Online Advertising Conference Recap
By Eric Goldman
Last Friday, the High Tech Law Institute and the Berkeley Center for Law & Technology co-sponsored the Law & Business of Online Advertising conference. We had first-rate panelists and an enthusiastic audience of over 100 attendees. Rebecca blogged the event (tutorials, consumer issues, publisher issues, advertiser issues) and Sarah Bird posted her own recap. My understanding is that BCLT will post the audio from the conference to the conference website in the near future.
I’m going to focus my recap on just three of the talks.
Joel Winston from the FTC (speaking for himself, not on behalf of the commission) spoke on the consumer issues panel. He said that consumers have a feeling of lack of control on the Internet. He thinks that consumers are generally aware of online tracking, but the tracking process is opaque, and consumers don’t understand the future implications for use and disclosure of the tracked data. Surveys say that most consumers think tracking shouldn’t be done at all or should be governed by an opt-in or opt-out process. Many people like targeted ads but they are worried about other uses of the data, such as security breaches, government misuse and secondary uses.
So consumers want transparency and control, and trust is the key. Adults are concerned about posting data online but kids will post very intimate details online. People don’t understand the privacy tradeoffs, such as the connection between targeted ads and free content. And transparency isn’t working when consumers don’t read privacy policies. Self-regulation is the right approach, but the FTC will step in to protect consumers.
The FTC’s behavioral principles:
* transparency and control
* reasonable security and limited data retention
* express consent to use sensitive data.
Mark Cooper spoke about an interesting new paper he’s working on. He starts with the premise that everyone hates “interruption marketing” such as TV ads: consumers hate TV ads (interruptive) and advertisers hate TV ads (can’t measure efficacy). In contrast, he thinks newspaper ads are clearly better because they are easy to skip, easy to store and contain more useful information. [Eric’s note: Mark is making a highly stylized argument. I explored the relative merits of different ad media in this paper.]
He thinks online advertising can improve on interruption marketing because the Internet is a two way conversation, not push marketing. He outlined 4 dimensions to measure the acceptability of advertising:
* influence. Online advertisers don’t create audiences, they chase audiences created for them.
* intrusiveness. Online advertising isn’t in the “middle of content.” [Sounds like Mark has never experienced an unconsented adware install…and I’m not sure how he’d explain spam in one’s in-box…] But he worries that data collection may be more intrusive than other media.
* ubiquity. I think he argued that online advertisers don’t devote as much on-the-page real estate to ads as newspapers do. [Sounds like he’s never been to a domainer’s website…]
* efficiency (delivery of useful information). The cost of online advertising is less than TV, which expands the market for advertisers.

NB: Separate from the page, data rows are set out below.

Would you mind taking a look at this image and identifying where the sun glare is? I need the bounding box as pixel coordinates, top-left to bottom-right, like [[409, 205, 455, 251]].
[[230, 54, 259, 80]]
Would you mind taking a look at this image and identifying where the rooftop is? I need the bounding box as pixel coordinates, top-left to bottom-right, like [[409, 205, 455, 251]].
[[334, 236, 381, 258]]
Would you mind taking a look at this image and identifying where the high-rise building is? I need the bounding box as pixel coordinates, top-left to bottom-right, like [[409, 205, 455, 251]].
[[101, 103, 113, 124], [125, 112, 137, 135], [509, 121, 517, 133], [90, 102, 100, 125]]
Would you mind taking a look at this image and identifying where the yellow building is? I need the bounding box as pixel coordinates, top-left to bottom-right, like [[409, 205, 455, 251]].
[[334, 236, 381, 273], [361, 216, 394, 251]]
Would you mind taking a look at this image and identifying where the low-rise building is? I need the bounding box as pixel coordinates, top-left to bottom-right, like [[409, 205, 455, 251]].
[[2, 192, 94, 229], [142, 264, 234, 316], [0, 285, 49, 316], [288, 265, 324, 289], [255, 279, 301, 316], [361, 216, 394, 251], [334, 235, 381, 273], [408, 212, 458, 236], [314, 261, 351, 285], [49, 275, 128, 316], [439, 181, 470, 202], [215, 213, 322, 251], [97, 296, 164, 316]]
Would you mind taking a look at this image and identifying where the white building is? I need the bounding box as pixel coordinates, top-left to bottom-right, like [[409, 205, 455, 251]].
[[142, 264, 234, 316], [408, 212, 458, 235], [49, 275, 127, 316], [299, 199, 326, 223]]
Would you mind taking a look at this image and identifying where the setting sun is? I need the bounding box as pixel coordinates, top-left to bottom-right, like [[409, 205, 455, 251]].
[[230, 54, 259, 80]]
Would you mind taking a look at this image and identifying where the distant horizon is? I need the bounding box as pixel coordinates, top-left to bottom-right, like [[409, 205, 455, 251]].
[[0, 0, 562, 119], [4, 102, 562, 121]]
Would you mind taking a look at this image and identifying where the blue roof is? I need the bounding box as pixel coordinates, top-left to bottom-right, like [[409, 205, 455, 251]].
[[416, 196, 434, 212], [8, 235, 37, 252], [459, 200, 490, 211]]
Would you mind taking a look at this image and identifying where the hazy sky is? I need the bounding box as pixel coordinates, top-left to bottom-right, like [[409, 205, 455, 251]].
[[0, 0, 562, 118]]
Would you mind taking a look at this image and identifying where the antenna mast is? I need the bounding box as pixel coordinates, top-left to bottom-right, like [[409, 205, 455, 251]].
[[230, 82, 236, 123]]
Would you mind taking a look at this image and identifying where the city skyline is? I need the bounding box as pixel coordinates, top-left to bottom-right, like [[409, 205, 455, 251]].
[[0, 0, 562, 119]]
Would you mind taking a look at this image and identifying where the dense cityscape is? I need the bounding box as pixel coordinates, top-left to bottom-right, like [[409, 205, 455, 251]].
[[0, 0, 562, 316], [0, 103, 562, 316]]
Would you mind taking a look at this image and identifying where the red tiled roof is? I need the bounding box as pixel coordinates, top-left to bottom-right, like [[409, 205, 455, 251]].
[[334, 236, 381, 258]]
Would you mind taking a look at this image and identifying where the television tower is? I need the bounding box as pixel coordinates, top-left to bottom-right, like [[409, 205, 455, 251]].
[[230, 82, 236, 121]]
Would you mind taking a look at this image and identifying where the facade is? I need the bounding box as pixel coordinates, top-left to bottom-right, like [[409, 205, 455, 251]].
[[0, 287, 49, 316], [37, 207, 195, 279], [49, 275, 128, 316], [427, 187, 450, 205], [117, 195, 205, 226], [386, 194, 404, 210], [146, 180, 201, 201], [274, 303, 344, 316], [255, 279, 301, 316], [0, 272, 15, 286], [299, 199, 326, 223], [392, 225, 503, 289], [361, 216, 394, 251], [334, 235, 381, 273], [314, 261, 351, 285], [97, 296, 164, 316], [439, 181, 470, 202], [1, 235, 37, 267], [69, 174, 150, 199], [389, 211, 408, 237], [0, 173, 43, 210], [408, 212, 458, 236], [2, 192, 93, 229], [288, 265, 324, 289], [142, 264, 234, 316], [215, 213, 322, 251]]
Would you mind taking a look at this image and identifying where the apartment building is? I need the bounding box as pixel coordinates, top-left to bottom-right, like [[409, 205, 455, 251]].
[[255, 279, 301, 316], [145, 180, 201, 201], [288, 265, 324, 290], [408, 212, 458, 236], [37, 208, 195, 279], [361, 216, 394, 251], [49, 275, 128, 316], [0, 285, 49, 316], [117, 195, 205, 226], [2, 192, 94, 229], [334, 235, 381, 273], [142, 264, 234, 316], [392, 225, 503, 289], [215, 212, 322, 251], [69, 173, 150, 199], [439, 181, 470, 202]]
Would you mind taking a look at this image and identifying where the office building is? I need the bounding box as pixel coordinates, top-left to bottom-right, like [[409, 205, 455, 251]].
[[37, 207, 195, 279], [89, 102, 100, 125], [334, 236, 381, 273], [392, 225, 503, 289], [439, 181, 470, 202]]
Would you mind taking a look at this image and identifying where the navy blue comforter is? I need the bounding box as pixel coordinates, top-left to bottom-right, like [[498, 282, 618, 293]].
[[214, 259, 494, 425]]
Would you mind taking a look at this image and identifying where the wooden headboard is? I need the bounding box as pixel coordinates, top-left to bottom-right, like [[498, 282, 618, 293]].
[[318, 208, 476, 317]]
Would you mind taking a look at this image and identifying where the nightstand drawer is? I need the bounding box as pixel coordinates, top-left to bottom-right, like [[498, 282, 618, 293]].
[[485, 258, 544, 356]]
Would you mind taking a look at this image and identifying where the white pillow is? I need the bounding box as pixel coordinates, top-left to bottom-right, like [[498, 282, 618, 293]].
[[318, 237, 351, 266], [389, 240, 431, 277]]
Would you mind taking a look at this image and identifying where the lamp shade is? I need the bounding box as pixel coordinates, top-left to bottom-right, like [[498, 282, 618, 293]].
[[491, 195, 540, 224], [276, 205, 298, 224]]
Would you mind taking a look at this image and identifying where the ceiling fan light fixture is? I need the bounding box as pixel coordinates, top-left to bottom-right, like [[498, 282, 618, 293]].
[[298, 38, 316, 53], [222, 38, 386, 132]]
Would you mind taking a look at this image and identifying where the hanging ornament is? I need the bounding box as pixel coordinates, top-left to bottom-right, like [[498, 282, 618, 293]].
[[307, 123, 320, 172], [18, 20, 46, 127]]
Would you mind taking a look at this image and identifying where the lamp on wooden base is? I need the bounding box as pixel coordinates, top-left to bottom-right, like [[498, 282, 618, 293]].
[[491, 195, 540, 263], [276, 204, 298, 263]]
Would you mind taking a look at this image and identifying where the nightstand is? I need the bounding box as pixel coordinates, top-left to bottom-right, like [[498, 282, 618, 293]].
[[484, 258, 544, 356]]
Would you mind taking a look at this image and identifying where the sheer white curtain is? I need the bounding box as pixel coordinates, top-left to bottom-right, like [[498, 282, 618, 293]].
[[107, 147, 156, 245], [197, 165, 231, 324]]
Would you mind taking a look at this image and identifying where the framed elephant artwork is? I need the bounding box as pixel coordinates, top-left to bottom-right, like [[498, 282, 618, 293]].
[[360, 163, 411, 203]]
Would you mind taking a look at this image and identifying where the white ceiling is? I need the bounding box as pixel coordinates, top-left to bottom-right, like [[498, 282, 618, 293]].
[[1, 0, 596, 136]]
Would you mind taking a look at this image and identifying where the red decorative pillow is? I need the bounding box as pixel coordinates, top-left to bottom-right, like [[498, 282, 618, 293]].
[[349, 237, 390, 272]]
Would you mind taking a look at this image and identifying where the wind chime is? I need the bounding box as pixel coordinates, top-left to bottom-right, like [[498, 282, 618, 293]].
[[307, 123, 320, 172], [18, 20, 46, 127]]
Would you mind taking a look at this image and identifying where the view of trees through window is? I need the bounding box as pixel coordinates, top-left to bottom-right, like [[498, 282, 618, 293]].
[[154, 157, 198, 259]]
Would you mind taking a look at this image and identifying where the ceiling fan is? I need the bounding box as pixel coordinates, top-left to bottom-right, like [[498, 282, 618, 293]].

This also facilitates the creation of hyper-niche content sites.
Despite some of the benefits of online advertising, he worries about how much information he needs to give up to get these improvements. He thinks behavioral targeting and tracking is inherently deceptive but in-session contextual advertising is OK, and maybe informed consent may be OK.
* I’m not sure the four dimensions he uses are the right dimensions to measure advertising
* His arguments relied on a number of assumptions that aren’t very robust, which limits the extensibility of his analysis.
* I think the statement that behavioral tracking is inherently deceptive must be overstated for rhetorical emphasis. Otherwise, I don’t think that statement stands up to critical scrutiny.
* I argue (in great/excessive detail) that some types of behavioral targeting are both good and inevitable in this paper.]
Rebecca Tushnet spoke on intermediary liability. She made two main points:
1) Intermediaries aren’t good representatives of the speakers who they facilitate because the intermediaries are adverse to their users. Ex: the 512 notice-and-takedown provisions, Google’s policy on TMs in ad copy.
She thinks there may be merit to looking at the New York Times v. Sullivan case, which people sometimes forget is an advertising case (i.e., the plaintiff was trying to hold the newspaper liable for ad copy supplied by an advertiser). The newspaper wasn’t liable in that case unless it had actual malice about the definition–a very high scienter bar. Perhaps the actual malice standard could be more widely used in the online context; among other benefits, notice alone wouldn’t create liability.